Der Esstisch oder: Tagebuch einer Familie

Gekauft haben wir ihn, als mein erstes Kind zu uns kam. Es sollte unbedingt an einem Esstisch sitzen und lernen, richtig zu essen. In unserer engen Wohnung hatten wir kaum Platz und in der Euphorie junger, übereifriger Eltern quetschten wir direkt neben das Bett unsres Säuglings einen runden Esstisch aus Kiefernholz. Nagelneu.

Wir kauften auch sofort eine Einlegeplatte dazu, um den Tisch später einmal ausziehen zu können. Unser Sohn würde ja mal größer werden und vielleicht auch sein Zimmer. Keine Ahnung, welcher Teufel uns da ritt.
Während unser Säugling die ersten Monate seines Lebens überwiegen verpennte oder die Windelindustrie ankurbelte, stand der Tisch ungenutzt in der Ecke und wir aßen weiterhin im Wohnzimmer mit eingeknicktem Magen vom Wohnzimmertisch. Kann ich übrigens nicht empfehlen, man bleibt trotzdem nicht schlank.

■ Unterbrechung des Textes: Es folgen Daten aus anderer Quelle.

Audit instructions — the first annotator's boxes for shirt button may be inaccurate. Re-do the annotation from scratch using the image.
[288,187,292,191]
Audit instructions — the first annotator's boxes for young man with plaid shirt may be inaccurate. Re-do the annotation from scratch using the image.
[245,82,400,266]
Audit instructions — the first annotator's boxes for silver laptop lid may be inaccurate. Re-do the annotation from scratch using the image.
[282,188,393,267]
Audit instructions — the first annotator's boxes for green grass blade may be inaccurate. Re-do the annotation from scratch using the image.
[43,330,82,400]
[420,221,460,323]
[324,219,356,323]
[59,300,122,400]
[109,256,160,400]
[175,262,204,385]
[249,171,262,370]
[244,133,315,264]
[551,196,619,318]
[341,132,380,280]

Heute streiche ich an der linken Seite des inzwischen dauerhaft vergrößerten Tisches über ein paar tiefe Dellen. Ein Wutausbruch unsres Ältesten. Er mochte nicht stillsitzen und drosch die Gabel mit zornrotem Gesicht in das nagelneue Holz. Ich litt. Der schöne Tisch. Ich liebe Holz!
Und er war so teuer gewesen für unsre armen Verhältnisse. Ein Drama für mich und ich wusste nicht, ob ich es jemals überwinden würde. Heute denke ich, dass ich das Drama deswegen erfand, weil ich nicht wusste, wie ich meinem winzigen Spross erklären sollte, dass man bei Wutausbrüchen keine Gabel in der Hand halten darf.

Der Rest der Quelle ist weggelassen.